Galau Tiga Hari

Jangan pening kemudian kecil hati kalau belum tampak hasil. Teruslah peduli, bangun solidaritas. Bangsa ini membutuhkan langkah-langkah kecil meskipun kadang-kadang bikin galau.

Kamis, 17 Oktober 2019 | 06:17 WIB
0
302
Galau Tiga Hari
Ilustrasi galau (Foto: ceritamedan.com)

Minggu lalu bertemu seorang pejabat. Kami berdiskusi tentang isu-isu aktual termasuk Papua. Loh... kok gak nyambung? Memahami terminologi pun keliru. Hampir pingsan rasanya.

Lalu kasus penusukan Menko Polhukam Wiranto. Makin membuat heran karena bisa-bisanya kebencian mengalahkan rasa kemanusiaan. Anggaplah kita semua benci pada Wiranto, ada atau tidak ada alasannya. Apakah sudah tak ada lagi etika dan rasa kemanusiaan tersisa untuk bisa menahan diri agar tidak nyinyir?

Duh... jadi inget nasihat orang tua. Sekalipun tidak suka, disakiti, janganlah menginjak-injak orang yang menyakitimu itu ketika ia sudah jatuh terkapar. Ulurkan tanganmu untuk menolong. Kalau tidak mau? Ya sudah tutup mulut. Diam saja.

Galau masih menyelimuti sejak awal pekan hingga hari ini ketika bertemu seorang sahabat. Ia isteri pensiunan jenderal, yang juga pekerja kemanusiaan. Kami makan siang. Dan sekali lagi, berbagi cerita dari soal pejabat yang “joko sembung” sampai trend istri prajurit yang nyinyir.

Selesai makan, tak lengkap kalau tidak menikmati pahitnya hidup dalam secangkir kopi. Kami pun pindah ke cate. Dan dalam perpindahan dari restoran ke cafe itulah kesadaran terbangun.

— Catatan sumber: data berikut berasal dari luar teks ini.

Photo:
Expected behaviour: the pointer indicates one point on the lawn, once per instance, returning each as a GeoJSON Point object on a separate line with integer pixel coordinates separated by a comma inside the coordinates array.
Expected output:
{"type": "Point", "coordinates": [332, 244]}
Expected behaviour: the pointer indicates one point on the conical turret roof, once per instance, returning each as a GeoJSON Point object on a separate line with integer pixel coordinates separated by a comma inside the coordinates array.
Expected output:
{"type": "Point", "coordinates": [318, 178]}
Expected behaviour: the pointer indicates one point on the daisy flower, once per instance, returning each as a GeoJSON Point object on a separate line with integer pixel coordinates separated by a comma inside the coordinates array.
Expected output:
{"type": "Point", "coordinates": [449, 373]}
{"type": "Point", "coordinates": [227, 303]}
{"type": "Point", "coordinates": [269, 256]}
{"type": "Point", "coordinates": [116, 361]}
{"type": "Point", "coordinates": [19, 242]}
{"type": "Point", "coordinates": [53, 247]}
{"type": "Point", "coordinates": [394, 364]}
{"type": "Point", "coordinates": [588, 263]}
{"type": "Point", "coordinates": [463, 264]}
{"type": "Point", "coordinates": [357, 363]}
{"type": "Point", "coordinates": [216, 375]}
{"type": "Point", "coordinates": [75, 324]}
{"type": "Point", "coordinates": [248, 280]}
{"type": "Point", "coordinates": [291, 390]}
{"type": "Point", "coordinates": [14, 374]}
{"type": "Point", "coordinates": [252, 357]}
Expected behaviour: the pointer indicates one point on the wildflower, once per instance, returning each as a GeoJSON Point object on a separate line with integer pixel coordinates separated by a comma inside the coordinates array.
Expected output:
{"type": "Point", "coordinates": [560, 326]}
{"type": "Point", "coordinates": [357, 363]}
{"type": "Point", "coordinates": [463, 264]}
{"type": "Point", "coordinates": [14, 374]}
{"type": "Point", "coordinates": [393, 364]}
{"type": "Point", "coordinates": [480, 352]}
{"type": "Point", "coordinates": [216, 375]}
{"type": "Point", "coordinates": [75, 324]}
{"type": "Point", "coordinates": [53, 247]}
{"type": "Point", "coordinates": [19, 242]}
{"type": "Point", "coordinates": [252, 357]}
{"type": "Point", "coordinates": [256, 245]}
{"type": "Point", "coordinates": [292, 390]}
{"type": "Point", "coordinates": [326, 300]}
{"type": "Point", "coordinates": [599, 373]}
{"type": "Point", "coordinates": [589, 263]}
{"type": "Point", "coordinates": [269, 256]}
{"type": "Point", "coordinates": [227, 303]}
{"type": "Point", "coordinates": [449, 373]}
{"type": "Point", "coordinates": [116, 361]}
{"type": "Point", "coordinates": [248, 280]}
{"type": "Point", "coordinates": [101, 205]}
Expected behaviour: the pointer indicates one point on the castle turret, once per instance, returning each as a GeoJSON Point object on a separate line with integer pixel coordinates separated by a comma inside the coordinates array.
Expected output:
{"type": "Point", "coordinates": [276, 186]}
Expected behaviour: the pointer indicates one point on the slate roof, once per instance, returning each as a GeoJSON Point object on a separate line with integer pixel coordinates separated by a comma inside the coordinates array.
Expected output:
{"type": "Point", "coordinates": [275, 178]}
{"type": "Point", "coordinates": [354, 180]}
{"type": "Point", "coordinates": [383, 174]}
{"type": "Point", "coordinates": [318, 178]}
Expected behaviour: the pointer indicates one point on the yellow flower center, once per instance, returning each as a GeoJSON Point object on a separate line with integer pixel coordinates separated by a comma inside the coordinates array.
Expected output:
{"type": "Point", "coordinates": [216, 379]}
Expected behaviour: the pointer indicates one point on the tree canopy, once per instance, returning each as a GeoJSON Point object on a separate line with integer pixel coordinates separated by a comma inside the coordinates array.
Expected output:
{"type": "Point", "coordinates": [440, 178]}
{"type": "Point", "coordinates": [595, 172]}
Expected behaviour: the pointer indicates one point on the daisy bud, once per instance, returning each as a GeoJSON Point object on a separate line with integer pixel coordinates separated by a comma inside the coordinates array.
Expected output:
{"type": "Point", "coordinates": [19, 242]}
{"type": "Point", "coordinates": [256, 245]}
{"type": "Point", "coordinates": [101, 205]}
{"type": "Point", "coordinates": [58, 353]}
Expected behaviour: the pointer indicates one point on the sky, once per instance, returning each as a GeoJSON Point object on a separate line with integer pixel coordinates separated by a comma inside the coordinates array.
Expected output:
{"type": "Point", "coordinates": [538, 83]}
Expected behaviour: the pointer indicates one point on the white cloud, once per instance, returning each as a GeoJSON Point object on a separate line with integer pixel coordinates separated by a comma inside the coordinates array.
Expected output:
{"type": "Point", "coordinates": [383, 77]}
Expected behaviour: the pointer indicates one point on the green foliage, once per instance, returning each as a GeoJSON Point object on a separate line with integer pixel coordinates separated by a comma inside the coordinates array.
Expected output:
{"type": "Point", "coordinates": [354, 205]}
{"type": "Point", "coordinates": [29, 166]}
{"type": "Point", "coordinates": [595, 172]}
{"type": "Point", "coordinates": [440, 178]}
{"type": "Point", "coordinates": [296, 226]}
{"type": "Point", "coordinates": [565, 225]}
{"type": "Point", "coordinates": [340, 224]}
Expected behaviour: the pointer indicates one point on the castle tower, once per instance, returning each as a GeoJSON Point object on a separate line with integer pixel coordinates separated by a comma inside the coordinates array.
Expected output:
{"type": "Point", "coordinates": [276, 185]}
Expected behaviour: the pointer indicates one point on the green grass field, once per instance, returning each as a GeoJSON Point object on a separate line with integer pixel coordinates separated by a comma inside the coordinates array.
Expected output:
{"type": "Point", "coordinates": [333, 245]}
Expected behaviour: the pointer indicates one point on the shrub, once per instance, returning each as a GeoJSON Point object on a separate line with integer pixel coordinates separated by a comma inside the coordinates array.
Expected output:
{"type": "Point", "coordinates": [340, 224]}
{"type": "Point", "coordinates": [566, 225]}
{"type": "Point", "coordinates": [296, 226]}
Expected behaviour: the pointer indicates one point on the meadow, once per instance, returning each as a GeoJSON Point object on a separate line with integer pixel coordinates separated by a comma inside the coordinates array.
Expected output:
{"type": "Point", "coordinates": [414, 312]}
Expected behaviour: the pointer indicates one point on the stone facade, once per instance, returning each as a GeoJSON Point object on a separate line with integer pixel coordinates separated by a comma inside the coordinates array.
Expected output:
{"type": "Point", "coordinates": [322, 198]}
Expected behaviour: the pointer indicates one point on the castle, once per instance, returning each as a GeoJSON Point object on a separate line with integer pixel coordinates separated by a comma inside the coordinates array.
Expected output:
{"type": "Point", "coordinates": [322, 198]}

“Kita ini macam bisa menyelesaikan masalah aja. Kebentur birokrasi langsung sewot, ketemu radikalisme langsung mau bikin ini dan itu. Macam betul saja...”

Celetukan itu membuat kami berdua tertawa. Kenapa kita gak menicure-pedicure saja? Atau ke rumah spa, gosok-gosok badan supaya wangi? Kenapa harus menghabiskan uang untuk kerja sosial ini dan itu?

Dan dalam secangkir kopi pahit, galau tiga hari pun larut. Sekelas Bunda Teresa pun, yang mewakafkan hidupnya untuk bekerja menemani orang miskin dan kelaparan, toh sampai sekarang tetap ada orang yang terlantar dan kesepian.

Jadi? Tetaplah bergerak meskipun seolah-olah tak ada artinya. Jangan pening kemudian kecil hati kalau belum tampak hasil. Teruslah peduli, bangun solidaritas. Bangsa ini membutuhkan langkah-langkah kecil meskipun kadang-kadang bikin galau.